-->

GAYUS - CONTOH DIGDAYANYA UANG ABAD INI : Kliping Media

Zaman akhir ini uang begitu menjadi Maha Dewa, Super Berkuasa sampai-sampai mengalahkan nurani, hukum dan pranata sosial. Arti kebahagiaan sudah tereduksi sedemikian hebat menjadi sekedar hedonisme, mengejar material. Nilai sakaral moral, etika dan agama menjadi urutan kesekian ratus dibelakang uang. Dan, contoh nyata adalah fenomena GAYUS.  Simak saja kliping dari berbagai media online yang saya kutip berikut ini :

Pertama dari https://nasional.kompas.com/read/2010/11/21/14192130/Inilah.10.Kejanggalan.Kasus.Gayus Peneliti hukum ICW Donald Faris, Minggu (21/11/2010), di kantor ICW, Jakarta, mengungkapkan 10 kejanggalan tersebut. Inilah kejanggalan dan analisa versi ICW :

Pertama, Gayus dijerat pada kasus PT SAT dengan kerugian negara Rp 570.952.000, dan bukan pada kasus utamanya, yaitu kepemilikan rekening Rp 28 miliar, sesuai dengan yang didakwakan pada Dakwaan Perkara Pidana Nomor 1195/Pid/B/2010/PN.JKT.Sel.

Kedua, Polisi menyita save deposit milik Gayus Tambunan sebesar Rp 75 miliar. Namun, perkembangannya tidak jelas hingga saat ini. "Hingga saat ini, keberlanjutan pemeriksaan atas rekening lain milik Gayus dengan nominal mencapai Rp 75 miliar menjadi tidak jelas. Polisi terkesan amat tertutup atas rekening yang secara nominal jauh lebih besar," kata Donald.

Ketiga, kepolisian masih belum memproses secara hukum tiga perusahaan yang diduga menyuap Gayus, seperti KPC, Arutmin, dan Bumi Resource. Padahal, Gayus telah mengakui telah menerima uang 3.000.000 dollar AS dari perusahaan tersebut.

Keempat, Kompol Arafat dan AKP Sri Sumartini sudah divonis bersalah.
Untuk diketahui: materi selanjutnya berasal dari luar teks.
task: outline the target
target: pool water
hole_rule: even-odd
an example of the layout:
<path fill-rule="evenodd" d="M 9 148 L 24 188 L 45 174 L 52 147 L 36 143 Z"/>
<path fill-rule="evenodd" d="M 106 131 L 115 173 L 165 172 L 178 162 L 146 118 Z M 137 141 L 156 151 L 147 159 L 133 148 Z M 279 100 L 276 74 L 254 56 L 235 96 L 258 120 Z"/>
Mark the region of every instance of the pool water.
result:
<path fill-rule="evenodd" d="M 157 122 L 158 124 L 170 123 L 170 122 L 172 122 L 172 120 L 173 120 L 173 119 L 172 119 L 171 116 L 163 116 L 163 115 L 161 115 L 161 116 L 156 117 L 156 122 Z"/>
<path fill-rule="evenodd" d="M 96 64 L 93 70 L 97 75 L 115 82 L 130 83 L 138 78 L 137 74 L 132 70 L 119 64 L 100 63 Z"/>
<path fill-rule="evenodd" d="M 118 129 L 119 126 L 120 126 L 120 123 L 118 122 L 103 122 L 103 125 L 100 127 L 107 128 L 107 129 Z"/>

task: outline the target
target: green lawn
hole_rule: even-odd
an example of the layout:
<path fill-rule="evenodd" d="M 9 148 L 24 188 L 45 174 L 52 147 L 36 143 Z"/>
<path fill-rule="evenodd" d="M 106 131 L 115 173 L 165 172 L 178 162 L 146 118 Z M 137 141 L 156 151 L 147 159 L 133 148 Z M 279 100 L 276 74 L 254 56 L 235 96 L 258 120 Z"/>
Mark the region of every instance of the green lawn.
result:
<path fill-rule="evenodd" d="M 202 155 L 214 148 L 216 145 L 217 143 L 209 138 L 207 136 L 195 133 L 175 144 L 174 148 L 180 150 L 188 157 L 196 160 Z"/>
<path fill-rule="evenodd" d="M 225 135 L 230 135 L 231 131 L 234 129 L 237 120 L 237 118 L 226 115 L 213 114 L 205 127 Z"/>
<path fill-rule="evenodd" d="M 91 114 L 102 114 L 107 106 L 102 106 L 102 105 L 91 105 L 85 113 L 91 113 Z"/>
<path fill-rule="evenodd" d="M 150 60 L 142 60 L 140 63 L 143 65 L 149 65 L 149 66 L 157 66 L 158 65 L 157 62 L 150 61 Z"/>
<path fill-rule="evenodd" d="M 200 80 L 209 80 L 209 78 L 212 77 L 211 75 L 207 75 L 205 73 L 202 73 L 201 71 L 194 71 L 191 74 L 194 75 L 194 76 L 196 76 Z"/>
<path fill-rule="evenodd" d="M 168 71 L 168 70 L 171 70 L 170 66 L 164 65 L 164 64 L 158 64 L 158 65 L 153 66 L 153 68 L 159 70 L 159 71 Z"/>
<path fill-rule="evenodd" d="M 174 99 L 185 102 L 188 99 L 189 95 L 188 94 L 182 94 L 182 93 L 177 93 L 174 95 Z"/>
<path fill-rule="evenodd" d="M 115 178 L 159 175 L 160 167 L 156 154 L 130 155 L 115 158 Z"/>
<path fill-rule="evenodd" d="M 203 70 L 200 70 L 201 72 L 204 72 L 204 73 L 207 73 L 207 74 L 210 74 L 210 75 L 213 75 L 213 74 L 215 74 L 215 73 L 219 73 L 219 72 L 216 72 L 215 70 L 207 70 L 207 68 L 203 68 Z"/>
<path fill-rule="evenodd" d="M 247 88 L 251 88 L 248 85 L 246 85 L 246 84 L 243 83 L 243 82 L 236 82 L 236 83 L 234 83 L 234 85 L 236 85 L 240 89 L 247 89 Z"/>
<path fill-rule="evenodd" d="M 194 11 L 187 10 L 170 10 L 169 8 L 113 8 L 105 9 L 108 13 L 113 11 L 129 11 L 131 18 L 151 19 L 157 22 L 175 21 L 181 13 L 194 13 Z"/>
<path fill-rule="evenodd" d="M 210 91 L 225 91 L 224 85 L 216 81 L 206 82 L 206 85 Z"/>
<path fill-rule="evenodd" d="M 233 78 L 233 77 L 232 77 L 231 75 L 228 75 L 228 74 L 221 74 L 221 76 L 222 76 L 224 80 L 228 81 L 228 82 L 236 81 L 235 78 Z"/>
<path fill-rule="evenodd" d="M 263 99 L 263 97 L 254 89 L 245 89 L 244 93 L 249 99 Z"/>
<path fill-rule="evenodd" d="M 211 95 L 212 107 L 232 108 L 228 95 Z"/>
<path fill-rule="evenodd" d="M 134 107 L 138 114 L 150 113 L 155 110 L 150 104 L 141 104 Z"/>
Namun, petinggi kepolisian yang pernah disebut-sebut keterlibatannya oleh Gayus belum diproses sama sekali.

Kelima, Kepolisian menetapkan Gayus, Humala Napitupulu, dan Maruli Pandapotan Manulung sebagai tersangka kasus pajak PT SAT. Namun, penyidik tak menjerat atasan mereka yang sesungguhnya memiliki tanggung jawab yang lebih besar.

Keenam, pada 10 Juni 2010 Mabes Polri menetapkan Jaksa Cirus Sinaga dan Poltak Manulang sebagai tersangka kasus suap dalam kasus penggelapan pajak yang dilakukan Gayus. Namun, tiba-tiba, status Cirus berubah menjadi saksi.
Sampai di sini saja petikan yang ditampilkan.